Grokbase Groups Hive user August 2011
FAQ
Hello,

I have external tables in Hive stored in a single flat text file. When I
execute queries against it, all of my jobs are run as a single map task,
even on very large tables.

What steps do I need to make to ensure that these queries are split up and
pushed out to multiple TTs? Do I need to store the Hive tables in a
different internal file format? Make some configuration changes?

Thanks!
Jon

Search Discussions

  • Loren Siebert at Aug 15, 2011 at 5:38 pm
    Is your external file compressed with GZip or BZip? Those file formats aren’t splittable, so they get assigned to one mapper.
    On Aug 15, 2011, at 10:23 AM, Jon Bender wrote:

    Hello,

    I have external tables in Hive stored in a single flat text file. When I execute queries against it, all of my jobs are run as a single map task, even on very large tables.

    What steps do I need to make to ensure that these queries are split up and pushed out to multiple TTs? Do I need to store the Hive tables in a different internal file format? Make some configuration changes?

    Thanks!
    Jon
  • Jon Bender at Aug 15, 2011 at 5:47 pm
    It's actually just an uncompressed UTF-8 text file.

    This was essentially the create table clause:
    CREATE EXTERNAL TABLE foo
    ROW FORMAT DELIMITED
    STORED AS TEXTFILE
    LOCATION '/data/foo'

    Using Hive 0.7.
    On Mon, Aug 15, 2011 at 10:37 AM, Loren Siebert wrote:

    Is your external file compressed with GZip or BZip? Those file formats
    aren’t splittable, so they get assigned to one mapper.
    On Aug 15, 2011, at 10:23 AM, Jon Bender wrote:

    Hello,

    I have external tables in Hive stored in a single flat text file. When I
    execute queries against it, all of my jobs are run as a single map task,
    even on very large tables.
    What steps do I need to make to ensure that these queries are split up
    and pushed out to multiple TTs? Do I need to store the Hive tables in a
    different internal file format? Make some configuration changes?
    Thanks!
    Jon
  • Ayon Sinha at Aug 15, 2011 at 5:58 pm
    Can you try to recreate the external table with fields terminated by and lines  terminated by clauses?

    -Ayon
    See My Photos on Flickr
    Also check out my Blog for answers to commonly asked questions.

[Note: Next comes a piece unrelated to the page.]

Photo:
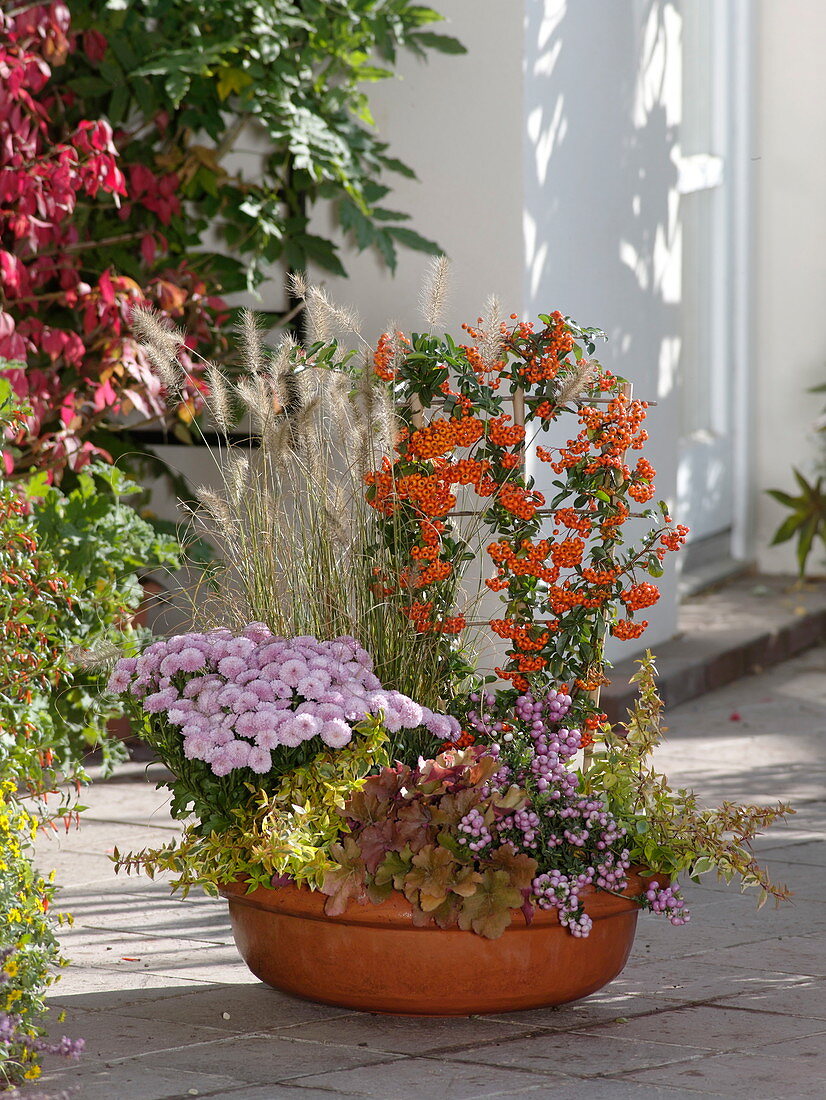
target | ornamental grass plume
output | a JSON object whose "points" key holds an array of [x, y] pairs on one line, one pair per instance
{"points": [[301, 549]]}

    ________________________________
    From: Jon Bender <jonathan.bender@gmail.com>
    To: user@hive.apache.org
    Sent: Monday, August 15, 2011 10:47 AM
    Subject: Re: Single Map task for Hive queries


    It's actually just an uncompressed UTF-8 text file.

    This was essentially the create table clause:
    CREATE EXTERNAL TABLE foo
    ROW FORMAT DELIMITED
    STORED AS TEXTFILE
    LOCATION '/data/foo'

    Using Hive 0.7.


    On Mon, Aug 15, 2011 at 10:37 AM, Loren Siebert wrote:

    Is your external file compressed with GZip or BZip? Those file formats aren’t splittable, so they get assigned to one mapper.
    On Aug 15, 2011, at 10:23 AM, Jon Bender wrote:

    Hello,

    I have external tables in Hive stored in a single flat text file.  When I execute queries against it, all of my jobs are run as a single map task, even on very large tables.

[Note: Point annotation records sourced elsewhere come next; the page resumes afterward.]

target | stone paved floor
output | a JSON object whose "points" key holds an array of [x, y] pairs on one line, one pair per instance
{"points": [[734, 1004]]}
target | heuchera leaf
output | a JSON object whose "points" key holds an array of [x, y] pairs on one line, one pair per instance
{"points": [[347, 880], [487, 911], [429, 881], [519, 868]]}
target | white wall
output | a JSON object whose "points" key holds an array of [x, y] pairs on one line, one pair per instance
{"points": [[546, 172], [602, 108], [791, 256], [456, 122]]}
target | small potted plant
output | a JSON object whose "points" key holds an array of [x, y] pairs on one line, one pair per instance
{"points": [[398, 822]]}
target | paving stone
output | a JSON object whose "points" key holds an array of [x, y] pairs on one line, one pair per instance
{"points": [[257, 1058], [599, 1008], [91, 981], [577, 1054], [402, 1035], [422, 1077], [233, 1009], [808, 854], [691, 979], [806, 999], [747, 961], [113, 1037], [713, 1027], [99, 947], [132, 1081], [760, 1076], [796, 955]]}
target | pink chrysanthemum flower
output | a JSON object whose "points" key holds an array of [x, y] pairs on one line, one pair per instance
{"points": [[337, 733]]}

    What steps do I need to make to ensure that these queries are split up and pushed out to multiple TTs?  Do I need to store the Hive tables in a different internal file format?  Make some configuration changes?

    Thanks!
    Jon
  • Loren Siebert at Aug 15, 2011 at 6:00 pm
    You should not have to do anything special to Hive to make it use all of your TT’s. The actual MR job should be governed by your mapred-site.xml file.

    When you run sample MR jobs (like the Pi example) and look at the job tracker, are you seeing all your TT’s getting used?
    On Aug 15, 2011, at 10:47 AM, Jon Bender wrote:

    It's actually just an uncompressed UTF-8 text file.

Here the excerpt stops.